# Looking at Descriptive Statistics and Probabilities

In [None]:
import pandas as pd

In [None]:
df = pd.read_csv('https://corgis-edu.github.io/corgis/datasets/csv/classics/classics.csv')

In [None]:
df.describe()

In [None]:
df['metrics.statistics.words'].describe()

In [None]:
df['metrics.statistics.words'].plot(kind='hist',bins=100)

In [None]:
df.sort_values(by='metrics.statistics.words',
               ignore_index=True).loc[0:950,'metrics.statistics.words'].plot(kind='hist',bins=100)

In [None]:
df.sort_values(by='metrics.statistics.words',
               ignore_index=True).loc[0:950,'metrics.statistics.words'].plot(kind='box')

In [None]:
df['metrics.statistics.words'].count()

In [None]:
df['metrics.statistics.words'].mean()

In [None]:
df2 = df.sort_values(by='metrics.statistics.words').copy()

In [None]:
df2['metrics.statistics.words']

In [None]:
df2 = df.sort_values(by='metrics.statistics.words',ignore_index=True).copy()

In [None]:
df2['metrics.statistics.words']

In [None]:
df2.loc[int(0.1*1005):int(0.9*1005),'metrics.statistics.words'].mean()

In [None]:
df['metrics.statistics.words'].median()

In [None]:
df['metrics.statistics.words'].std()

In [None]:
df['metrics.statistics.words'].quantile()

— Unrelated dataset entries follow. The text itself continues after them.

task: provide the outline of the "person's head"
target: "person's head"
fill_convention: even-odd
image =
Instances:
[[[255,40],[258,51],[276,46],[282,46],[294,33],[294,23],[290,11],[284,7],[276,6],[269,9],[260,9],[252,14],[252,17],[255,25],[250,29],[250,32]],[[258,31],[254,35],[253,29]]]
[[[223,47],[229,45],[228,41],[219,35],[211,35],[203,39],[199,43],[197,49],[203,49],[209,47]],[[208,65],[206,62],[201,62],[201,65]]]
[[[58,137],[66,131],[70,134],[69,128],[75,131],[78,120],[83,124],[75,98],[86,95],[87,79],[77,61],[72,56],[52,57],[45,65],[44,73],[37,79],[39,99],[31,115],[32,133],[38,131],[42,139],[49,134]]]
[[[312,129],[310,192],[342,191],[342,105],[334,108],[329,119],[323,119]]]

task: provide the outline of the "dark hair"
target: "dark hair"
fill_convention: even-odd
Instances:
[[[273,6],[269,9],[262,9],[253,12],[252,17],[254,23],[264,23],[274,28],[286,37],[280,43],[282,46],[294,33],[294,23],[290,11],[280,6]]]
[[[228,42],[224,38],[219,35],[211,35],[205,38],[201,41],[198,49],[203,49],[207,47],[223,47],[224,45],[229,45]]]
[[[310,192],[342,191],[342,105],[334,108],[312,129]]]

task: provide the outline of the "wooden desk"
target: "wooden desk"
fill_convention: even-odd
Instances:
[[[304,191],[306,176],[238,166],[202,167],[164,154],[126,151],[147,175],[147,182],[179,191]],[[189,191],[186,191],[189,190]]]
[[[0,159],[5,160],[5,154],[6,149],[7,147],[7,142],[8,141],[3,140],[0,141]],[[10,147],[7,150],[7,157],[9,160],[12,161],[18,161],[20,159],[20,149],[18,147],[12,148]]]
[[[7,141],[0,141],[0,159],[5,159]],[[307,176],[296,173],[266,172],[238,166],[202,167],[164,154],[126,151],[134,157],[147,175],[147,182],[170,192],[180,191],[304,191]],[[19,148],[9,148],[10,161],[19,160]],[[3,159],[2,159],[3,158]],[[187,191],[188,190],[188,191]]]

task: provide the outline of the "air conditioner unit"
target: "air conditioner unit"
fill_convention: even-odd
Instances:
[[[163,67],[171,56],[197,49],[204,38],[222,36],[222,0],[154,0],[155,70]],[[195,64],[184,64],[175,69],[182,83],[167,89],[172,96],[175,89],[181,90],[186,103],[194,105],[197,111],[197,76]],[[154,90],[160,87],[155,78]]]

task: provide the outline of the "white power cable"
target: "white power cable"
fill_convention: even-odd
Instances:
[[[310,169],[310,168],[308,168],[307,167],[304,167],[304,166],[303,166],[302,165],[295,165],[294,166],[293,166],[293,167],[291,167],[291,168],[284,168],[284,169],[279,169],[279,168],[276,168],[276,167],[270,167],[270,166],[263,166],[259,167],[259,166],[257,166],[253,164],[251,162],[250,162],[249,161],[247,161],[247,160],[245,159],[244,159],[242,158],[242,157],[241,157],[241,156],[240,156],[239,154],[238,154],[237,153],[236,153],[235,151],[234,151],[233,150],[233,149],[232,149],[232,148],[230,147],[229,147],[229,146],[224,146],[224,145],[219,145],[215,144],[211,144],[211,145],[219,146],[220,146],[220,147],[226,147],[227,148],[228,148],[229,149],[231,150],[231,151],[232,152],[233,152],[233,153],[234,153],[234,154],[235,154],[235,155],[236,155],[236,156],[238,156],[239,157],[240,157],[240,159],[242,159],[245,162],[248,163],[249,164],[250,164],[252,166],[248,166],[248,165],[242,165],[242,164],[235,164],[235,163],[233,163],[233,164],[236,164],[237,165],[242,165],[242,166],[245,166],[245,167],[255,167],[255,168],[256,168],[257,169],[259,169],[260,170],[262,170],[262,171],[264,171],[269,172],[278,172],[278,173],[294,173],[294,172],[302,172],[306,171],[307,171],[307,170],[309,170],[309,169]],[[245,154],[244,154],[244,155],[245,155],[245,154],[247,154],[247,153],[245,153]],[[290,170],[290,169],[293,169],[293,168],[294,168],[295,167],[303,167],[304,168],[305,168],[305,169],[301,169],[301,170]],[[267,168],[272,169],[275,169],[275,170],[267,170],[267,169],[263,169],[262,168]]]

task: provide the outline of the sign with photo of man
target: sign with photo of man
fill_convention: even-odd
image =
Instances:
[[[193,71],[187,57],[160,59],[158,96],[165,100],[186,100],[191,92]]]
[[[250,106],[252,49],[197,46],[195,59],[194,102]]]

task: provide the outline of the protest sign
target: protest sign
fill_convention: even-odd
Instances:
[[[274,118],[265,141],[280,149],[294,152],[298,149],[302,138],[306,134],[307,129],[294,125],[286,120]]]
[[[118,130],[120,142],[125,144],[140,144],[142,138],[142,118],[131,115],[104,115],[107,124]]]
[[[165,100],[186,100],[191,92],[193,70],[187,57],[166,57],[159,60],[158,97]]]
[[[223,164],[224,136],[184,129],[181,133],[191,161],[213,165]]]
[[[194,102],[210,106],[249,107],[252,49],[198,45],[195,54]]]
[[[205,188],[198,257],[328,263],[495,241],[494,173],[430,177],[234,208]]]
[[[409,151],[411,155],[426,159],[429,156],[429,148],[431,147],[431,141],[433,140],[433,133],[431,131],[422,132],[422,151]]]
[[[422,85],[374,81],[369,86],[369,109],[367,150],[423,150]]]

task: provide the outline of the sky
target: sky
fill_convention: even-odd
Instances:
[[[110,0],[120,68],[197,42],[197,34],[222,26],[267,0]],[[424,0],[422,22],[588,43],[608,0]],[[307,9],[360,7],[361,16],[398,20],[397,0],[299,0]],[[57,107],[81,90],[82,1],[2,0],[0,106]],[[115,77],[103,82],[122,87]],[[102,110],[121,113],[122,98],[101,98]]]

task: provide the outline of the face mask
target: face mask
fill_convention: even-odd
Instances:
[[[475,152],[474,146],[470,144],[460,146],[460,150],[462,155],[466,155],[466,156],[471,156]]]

default above is the 50% quantile --> the median

In [None]:
df['metrics.statistics.words'].quantile(0.25)

In [None]:
df['metrics.statistics.words'].quantile(0.75)

In [None]:
df['metrics.statistics.words'].plot(kind='box')

Here the box goes from Q1 to Q3, the whiskers extend to show the range but no more than 1.5 * IQR (Q3-Q1).  Data outside that range is shown as separate dots.

Let's look at sentiment too!

In [None]:
df['metrics.sentiments.polarity'].plot(kind='box')

In [None]:
df[df['metrics.sentiments.polarity']<0]

In [None]:
df['metrics.sentiments.polarity'].plot(kind='hist')

In [None]:
df['metrics.sentiments.polarity'].plot(kind='hist', bins=500)

In [None]:
df['metrics.sentiments.polarity'].plot(kind='hist', bins=5000)

In [None]:
print('Mean: ',df['metrics.sentiments.polarity'].mean())
print('Median: ',df['metrics.sentiments.polarity'].median())
print('Mode: ',df['metrics.sentiments.polarity'].mode())
df['metrics.sentiments.polarity'].plot(kind='hist',bins=25);

In [None]:
print('Mean: ',df['bibliography.author.birth'].mean())
print('Median: ',df['bibliography.author.birth'].median())
print('Mode: ',df['bibliography.author.birth'].mode())
df['bibliography.author.birth'].plot(kind='hist',bins=25);

In [None]:
df2 = df.loc[df['bibliography.author.birth']>1800]
print('Mean: ',df2['bibliography.author.birth'].mean())
print('Median: ',df2['bibliography.author.birth'].median())
print('Mode: ',df2['bibliography.author.birth'].mode())
df2['bibliography.author.birth'].plot(kind='hist',bins=25);

## Looking at Distributions with Random Numbers

In [None]:
import numpy as np
import matplotlib.pyplot as plt

Let's simulate flipping a coin:

In [None]:
coin = ['heads','tails']

In [None]:
np.random.choice(coin,
                 p=[0.5, 0.5])

In [None]:
def flipcoin():
    return np.random.choice(coin)

In [None]:
flipcoin()

Can we tell if an actual coin we're flipping is biased?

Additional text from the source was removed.